A livello europeo si guarda alle attività di ricerca e innovazione come azioni trasversali alla realizzazione del progetto Green Deal europeo (obiettivi UE per la sostenibilità ambientale). E’ questo significa che le iniziative dei singoli Paesi dovranno essere allineate anche al Regolamento che istituisce, a livello dell’Ue, la tassonomia green, cioè un sistema di classificazione unificato degli investimenti secondo criteri di sviluppo sostenibile. Va appena segnalato che questo Regolamento è stato approvato in seduta plenaria dal Parlamento europeo. Ora la Commissione dove definire una serie di criteri applicativi entro la fine del corrente anno.
Conclusione
Il programma Ue di aiuti finanziari per fronteggiare l’emergenza sanitaria e sostenere la ripresa economica, non seguirà le disposizioni valide per “i tempi di pace”. La procedura ragionevolmente cambia mentre ci battiamo contro il “nemico invisibile” e ricerchiamo la crescita economica perduta. Diventa più flessibile, di conseguenza i nuovi finanziamenti non saranno assoggettati ai precedenti “condizionamenti”. Ma, attenzione, ne resta uno, imprescindibile: i soldi non saranno resi disponibili se non in presenza di progetti credibili. Progetti chiari nei tre requisiti essenziali: obiettivi, costi e tempi certi. Anche questa non è una condizione nuova: si tratta però di attivare una pratica cui non sempre mostriamo sufficiente attenzione. Purtroppo. Rispetto al prima, per effetto dell’emergenza sanitaria che ha riacceso la questione ambientale, è diventata ancora più evidente la profonda interdipendenza fra questa e i sistemi economici; ha reso evidente che non è più accettabile uno sviluppo globale senza regole. E, pertanto, riteniamo che ogni progetto vada pensato, studiato e lavorato trovando il necessario equilibrio tra crescita economica e sopportabilità ambientale. In rispetto di quest’equilibrio tutti trovano la loro continuità e forza coesiva. Fondamentale dunque, è tenere ben presente che il nostro benessere dipende da come gestiamo la nostra vita sul pianeta terra, a salvaguardia del quale sono le nuove generazioni che con più forza chiedono l’assunzione di nuove strategie. (vedi in questa Rivista, 1 gennaio 2020, l’articolo di Bruno Villani, Presidente ALDAI-Federmanager: “Sviluppo Sostenibile: chiave del nostro futuro”). Come hanno tenuto a ribadire i giovani partecipando al meeting degli “Stati Generali dell'Economia” indetto dal Governo (Roma, 12-21 giugno) dove hanno espresso il profondo convincimento che la transizione ecologica è l’unica strada percorribile per rialzarci dalla crisi economica e, al contempo, prevenire nuove e più terribili tragedie.

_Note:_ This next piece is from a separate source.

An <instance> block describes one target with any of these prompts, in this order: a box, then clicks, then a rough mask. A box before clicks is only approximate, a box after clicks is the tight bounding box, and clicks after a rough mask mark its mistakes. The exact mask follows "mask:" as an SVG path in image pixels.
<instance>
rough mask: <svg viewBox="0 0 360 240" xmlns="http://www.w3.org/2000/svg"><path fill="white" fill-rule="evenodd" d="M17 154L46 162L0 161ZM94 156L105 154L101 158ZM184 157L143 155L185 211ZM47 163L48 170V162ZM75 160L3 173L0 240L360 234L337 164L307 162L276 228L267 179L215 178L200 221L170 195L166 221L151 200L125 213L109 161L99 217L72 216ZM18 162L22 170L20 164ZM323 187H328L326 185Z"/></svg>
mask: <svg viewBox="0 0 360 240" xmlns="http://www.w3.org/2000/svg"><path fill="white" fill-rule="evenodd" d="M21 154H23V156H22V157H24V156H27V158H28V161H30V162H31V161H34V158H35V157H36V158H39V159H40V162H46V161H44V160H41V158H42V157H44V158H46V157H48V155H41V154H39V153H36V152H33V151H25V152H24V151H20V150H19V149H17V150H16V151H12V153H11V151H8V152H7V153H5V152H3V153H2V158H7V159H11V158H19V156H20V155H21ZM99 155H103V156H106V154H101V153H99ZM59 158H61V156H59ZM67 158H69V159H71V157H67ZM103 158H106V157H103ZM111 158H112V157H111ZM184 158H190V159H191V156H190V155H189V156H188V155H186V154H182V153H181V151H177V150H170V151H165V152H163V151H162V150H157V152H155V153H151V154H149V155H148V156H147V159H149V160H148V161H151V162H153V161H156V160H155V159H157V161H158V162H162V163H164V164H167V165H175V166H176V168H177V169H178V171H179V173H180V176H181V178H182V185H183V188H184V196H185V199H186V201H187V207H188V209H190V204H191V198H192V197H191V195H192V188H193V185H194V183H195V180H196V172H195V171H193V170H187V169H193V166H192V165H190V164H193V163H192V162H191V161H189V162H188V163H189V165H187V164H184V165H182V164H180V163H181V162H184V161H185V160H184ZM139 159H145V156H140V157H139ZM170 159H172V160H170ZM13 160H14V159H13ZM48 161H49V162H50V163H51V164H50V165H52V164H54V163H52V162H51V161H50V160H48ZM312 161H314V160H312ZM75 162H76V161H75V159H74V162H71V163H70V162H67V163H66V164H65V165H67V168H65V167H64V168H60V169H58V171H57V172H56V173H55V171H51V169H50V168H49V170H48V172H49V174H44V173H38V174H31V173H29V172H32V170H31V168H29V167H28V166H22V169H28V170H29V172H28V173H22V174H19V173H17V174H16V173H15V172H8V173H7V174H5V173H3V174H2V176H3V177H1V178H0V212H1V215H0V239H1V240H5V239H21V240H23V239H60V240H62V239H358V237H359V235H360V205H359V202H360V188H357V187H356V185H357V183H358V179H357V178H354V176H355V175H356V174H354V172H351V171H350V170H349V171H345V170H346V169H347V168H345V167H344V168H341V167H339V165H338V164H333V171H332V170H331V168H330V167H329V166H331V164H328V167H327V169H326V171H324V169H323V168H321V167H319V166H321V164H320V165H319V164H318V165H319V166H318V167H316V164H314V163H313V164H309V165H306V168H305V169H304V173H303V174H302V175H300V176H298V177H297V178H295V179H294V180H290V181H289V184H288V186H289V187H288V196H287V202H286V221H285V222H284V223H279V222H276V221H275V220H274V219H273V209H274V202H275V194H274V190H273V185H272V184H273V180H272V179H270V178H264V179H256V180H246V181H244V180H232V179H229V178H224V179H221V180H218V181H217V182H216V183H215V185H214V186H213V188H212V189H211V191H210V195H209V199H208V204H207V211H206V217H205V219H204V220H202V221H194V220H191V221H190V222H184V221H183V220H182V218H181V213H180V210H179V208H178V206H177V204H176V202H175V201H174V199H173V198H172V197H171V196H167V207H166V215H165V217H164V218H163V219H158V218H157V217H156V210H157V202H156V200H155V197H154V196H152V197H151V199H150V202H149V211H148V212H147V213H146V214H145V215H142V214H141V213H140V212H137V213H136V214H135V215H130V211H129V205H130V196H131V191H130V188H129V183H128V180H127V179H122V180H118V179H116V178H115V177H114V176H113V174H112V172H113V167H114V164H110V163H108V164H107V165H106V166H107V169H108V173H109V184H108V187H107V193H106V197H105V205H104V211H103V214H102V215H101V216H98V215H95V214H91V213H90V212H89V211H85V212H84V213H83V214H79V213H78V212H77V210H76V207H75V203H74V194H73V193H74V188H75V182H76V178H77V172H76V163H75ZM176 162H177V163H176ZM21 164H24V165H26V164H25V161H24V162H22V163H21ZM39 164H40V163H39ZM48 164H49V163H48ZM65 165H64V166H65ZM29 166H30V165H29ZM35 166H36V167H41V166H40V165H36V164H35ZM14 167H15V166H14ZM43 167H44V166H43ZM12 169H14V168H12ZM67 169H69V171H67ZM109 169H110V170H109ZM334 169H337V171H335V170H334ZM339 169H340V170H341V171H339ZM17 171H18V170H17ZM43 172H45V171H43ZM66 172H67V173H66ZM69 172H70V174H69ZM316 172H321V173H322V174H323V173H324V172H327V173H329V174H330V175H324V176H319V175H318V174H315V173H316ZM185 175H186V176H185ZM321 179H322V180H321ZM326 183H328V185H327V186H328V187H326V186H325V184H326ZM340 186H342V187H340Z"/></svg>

Conveniamo anche noi, perciò, con quanti sostengono che la questione ecologica non può essere l’obiettivo di un “progetto” a sé stante. In quanto “misura” dello sviluppo sostenibile di lungo periodo, la questione ecologica deve esserne, invece, il “metro” di riferimento di tutti e di ciascuno. Strettamente connesso a tale parametro è l’altro capitolo che, a nostro avviso, deve diventare vincolante nei progetti d’investimento pubblici e privati: in particolare – vale la pena ripeterlo – è il capitolo relativo alla spesa per ricerca e innovazione nel campo sanitario, “per consentire alla scienza di capire quali creature sono più intimamente connesse di altre e in che modo, e quali risultati si ottengono se si cambia o disturba l’equilibrio dell’ecosistema." (Cfr. D. Quammen: Spillover, cit.).
A questo riguardo, come ci siamo sforzati di dire fin qui, è di fondamentale importanza la coerenza degli investimenti in materia di tutela ambientale e di ricerca e innovazione dei singoli Stati con le relative politiche dell’Ue.